La Corte d’appello di Palermo ha confermato le assoluzioni sentenziate il 22 giugno 2015 dal Tribunale di Marsala per Massimo Bellitteri e Antonino Salvatore Sieri, ritenuti innocenti dopo essere stati accusati di usura ed estorsione in danno dell’agente di commercio Antonio Correra. Accuse con le quali, nel giugno 2008, erano stati arrestati dai carabinieri.
Poi, nel processo, emerse un quadro diverso dei fatti. Tanto che fu lo stesso pubblico ministero, nella requisitoria, a ridimensionare il caso. Chiedendo l’assoluzione di Bellitteri e Sieri dall’accusa di usura e la derubricazione delle imputazioni di estorsione e lesioni in esercizio arbitrario delle proprie ragioni.
Il Tribunale sentenziò l’assoluzione dalle accuse di usura ed estorsione, condannando Bellitteri e Sieri a soli 5 mesi di reclusione, nonché a 500 euro di risarcimento danni, per esercizio arbitrario delle proprie ragioni e lesioni. Adesso, in appello, è stata dichiarata la prescrizione dei due reati. Le lesioni erano relative agli schiaffi che sarebbero stati dati a Correra per la restituzione di una parte (27 mila euro) delle somme prestate. Poi, l’agente di commercio denunciò Bellitteri e Sieri ai carabinieri. A difendere i due imputati sono stati gli avvocati Salvatore Fratelli, Antonella Barraco e Paolo Paladino. Nel processo di primo grado, il quadro della situazione cambiò anche in considerazione del profilo del personaggio Correra venuto fuori in altri procedimenti, con condanna dell’agente di commercio per varie truffe, calunnia e ricettazione di assegni rubati. Quest’ultima vicenda collegata proprio al caso Bellitteri-Sieri. Per ricettazione di assegni rubati, infatti, nel 2014, Correra fu condannato a un anno e quattro mesi di reclusione mesi dal giudice monocratico di Marsala Mario Faillaci. E il procedimento (indagine della sezione di pg della Guardia di finanza della Procura) scaturì proprio dagli sviluppi investigativi del caso Bellitteri-Sieri. Venne fuori, infatti, che due degli assegni consegnati da Correra a Bellitteri e Sieri erano stati staccati da un carnet di assegni emesso dall’Unicredit e rubati, ad Erice, il 21 gennaio 2008, a Michela Bulgarella. In appello, i procedimenti sono stati riunificati e la condanna a Correra è stata confermata, anche se ridotta a 8 mesi. Attualmente, Antonio Correra è sotto processo davanti il Tribunale di Marsala per bancarotta fraudolenta e truffa allo Stato. A difenderlo sono gli avvocati Antonino Carmicio e Antonio Ciotola (quest’ultimo è del Foro di Napoli).

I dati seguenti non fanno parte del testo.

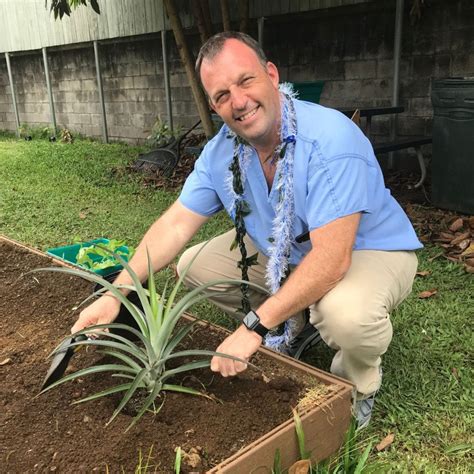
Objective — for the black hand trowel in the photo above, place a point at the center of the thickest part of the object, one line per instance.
(61, 359)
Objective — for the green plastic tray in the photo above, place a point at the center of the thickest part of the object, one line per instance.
(69, 254)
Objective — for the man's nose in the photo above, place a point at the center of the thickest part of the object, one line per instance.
(239, 99)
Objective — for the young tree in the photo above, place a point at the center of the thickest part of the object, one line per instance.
(63, 7)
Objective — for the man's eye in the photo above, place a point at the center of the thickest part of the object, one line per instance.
(221, 98)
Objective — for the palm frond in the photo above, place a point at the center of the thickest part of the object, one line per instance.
(104, 393)
(89, 371)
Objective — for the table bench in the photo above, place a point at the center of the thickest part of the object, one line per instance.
(415, 142)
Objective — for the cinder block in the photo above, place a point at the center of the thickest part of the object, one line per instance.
(138, 121)
(120, 119)
(442, 67)
(147, 69)
(360, 69)
(84, 119)
(80, 108)
(420, 107)
(376, 88)
(140, 82)
(415, 87)
(423, 66)
(88, 85)
(328, 70)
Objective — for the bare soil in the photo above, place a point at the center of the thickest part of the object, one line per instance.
(46, 433)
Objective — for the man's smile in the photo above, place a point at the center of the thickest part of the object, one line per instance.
(248, 115)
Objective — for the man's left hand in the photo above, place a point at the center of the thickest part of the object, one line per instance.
(242, 343)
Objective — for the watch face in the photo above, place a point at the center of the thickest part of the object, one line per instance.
(251, 320)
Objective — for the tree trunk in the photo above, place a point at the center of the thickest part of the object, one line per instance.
(225, 15)
(244, 15)
(199, 17)
(207, 16)
(188, 62)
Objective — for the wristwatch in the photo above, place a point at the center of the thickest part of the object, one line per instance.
(252, 322)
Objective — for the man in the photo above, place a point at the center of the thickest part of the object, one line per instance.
(281, 167)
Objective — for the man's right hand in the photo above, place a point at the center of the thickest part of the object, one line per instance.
(102, 311)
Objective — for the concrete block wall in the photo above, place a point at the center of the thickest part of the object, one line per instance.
(133, 82)
(352, 51)
(350, 48)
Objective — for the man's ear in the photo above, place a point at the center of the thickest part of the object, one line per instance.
(272, 72)
(210, 104)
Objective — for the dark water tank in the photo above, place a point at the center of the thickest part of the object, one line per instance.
(453, 144)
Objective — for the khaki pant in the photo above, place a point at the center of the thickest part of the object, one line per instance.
(353, 318)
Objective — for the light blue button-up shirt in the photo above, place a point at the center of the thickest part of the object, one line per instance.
(335, 174)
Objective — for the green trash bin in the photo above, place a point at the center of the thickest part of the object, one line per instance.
(453, 144)
(309, 91)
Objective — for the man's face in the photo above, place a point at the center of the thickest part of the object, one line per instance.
(244, 92)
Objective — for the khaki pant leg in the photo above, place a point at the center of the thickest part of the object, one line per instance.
(217, 261)
(354, 317)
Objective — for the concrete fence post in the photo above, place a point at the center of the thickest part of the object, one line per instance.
(15, 107)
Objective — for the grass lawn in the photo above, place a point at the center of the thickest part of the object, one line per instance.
(54, 194)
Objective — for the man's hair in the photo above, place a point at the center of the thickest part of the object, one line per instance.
(214, 45)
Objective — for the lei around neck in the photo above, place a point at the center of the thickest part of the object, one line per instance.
(282, 225)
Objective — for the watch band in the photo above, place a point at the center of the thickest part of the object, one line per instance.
(252, 322)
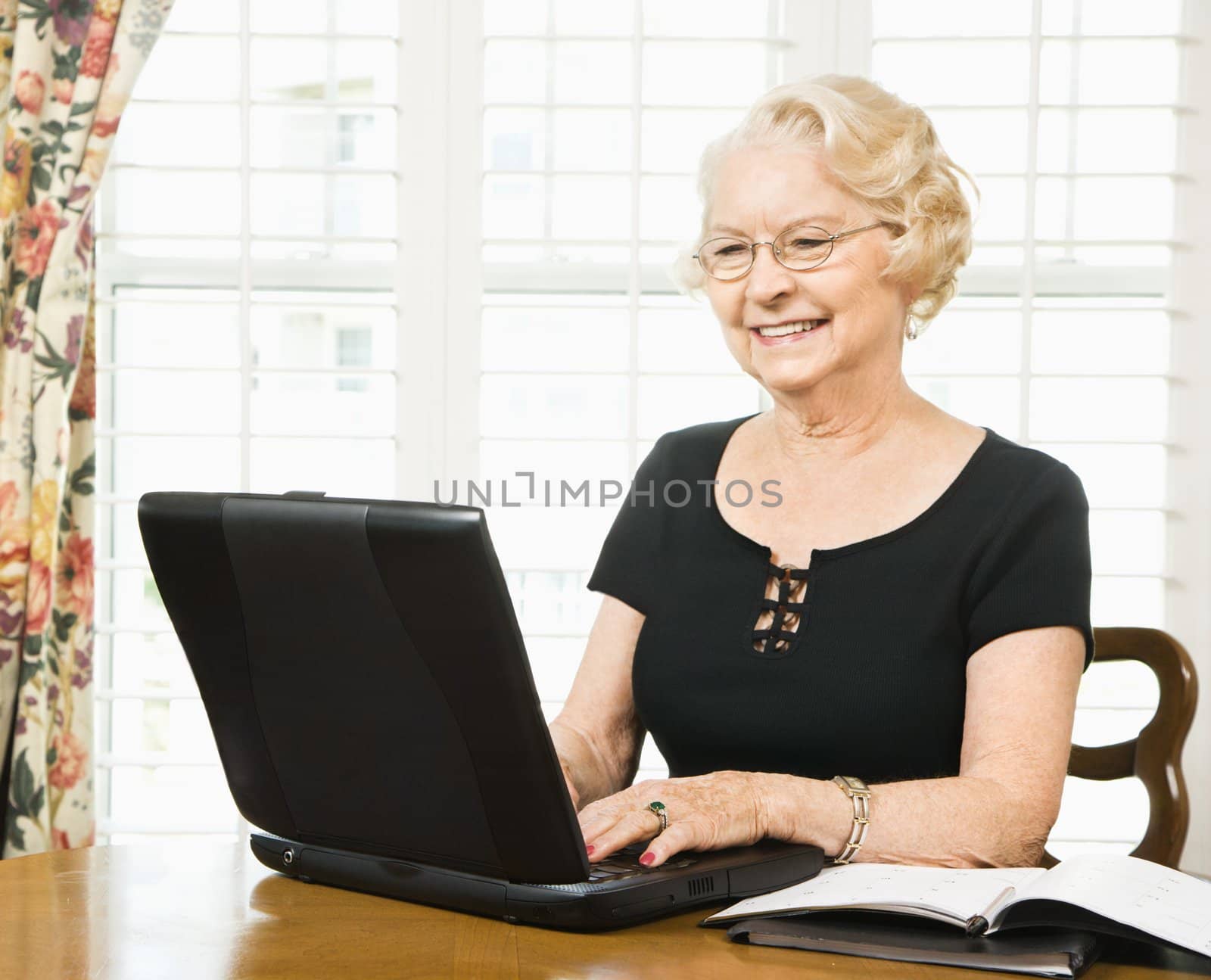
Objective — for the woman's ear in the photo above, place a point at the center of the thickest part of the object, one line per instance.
(910, 292)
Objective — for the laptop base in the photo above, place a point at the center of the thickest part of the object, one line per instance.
(714, 879)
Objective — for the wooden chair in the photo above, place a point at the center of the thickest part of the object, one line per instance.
(1154, 756)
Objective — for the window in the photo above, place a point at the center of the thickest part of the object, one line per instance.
(1061, 336)
(246, 336)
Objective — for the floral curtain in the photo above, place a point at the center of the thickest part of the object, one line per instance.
(67, 72)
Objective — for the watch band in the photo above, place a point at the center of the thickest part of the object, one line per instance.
(860, 794)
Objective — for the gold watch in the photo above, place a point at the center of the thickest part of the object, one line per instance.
(860, 794)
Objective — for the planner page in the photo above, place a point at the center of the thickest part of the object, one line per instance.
(1150, 897)
(948, 893)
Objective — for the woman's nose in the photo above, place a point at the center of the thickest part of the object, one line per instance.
(768, 278)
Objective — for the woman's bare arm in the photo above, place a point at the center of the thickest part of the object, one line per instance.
(999, 810)
(597, 734)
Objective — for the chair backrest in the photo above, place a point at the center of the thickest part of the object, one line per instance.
(1154, 756)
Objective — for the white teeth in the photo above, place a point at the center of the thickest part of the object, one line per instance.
(789, 328)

Il reato di truffa allo Stato viene contestato in quanto il Correra, affermando “falsamente”, secondo l’accusa, di essere stato vittima di estorsione e usura, avrebbe indotto in errore la prefettura di Trapani e il commissario straordinario di governo, riuscendo così ad accedere al “fondo di solidarietà”. Incassando quasi 200 mila euro. E con una parte di questa somma (158 mila euro) ha comprato un’abitazione a Montepulciano (Siena), poi sequestrata dalla magistratura e nella quale, l’8 giugno 2015, fu posto, per un certo periodo, agli arresti domiciliari. La bancarotta, invece, viene contestata per il fallimento della Kemical Green. L’inchiesta è stata svolta della sezione di pg della Guardia di finanza della Procura. Nel corso del processo, il consulente tecnico della Procura di Marsala, Antonino Casano, ha affermato: “La Kemical Green non ha avuto rilevanti perdite nel periodo in cui Antonio Correra sosteneva di essere vittima di usura. Ci sono stati solo dei prelievi di denaro da parte dell’amministratore”.
L’accusa di bancarotta fraudolenta è stata formulata perché, a giudizio degli investigatori, Correra avrebbe depauperato sistematicamente il patrimonio della fallita “Kemical Green”, di cui era legale rappresentante, prelevando dalle casse della società oltre 212.749 euro, nonché incassando una somma leggermente inferiore mai registrata nella contabilità delle entrate relative a crediti vantati dalla società nei confronti di molti clienti.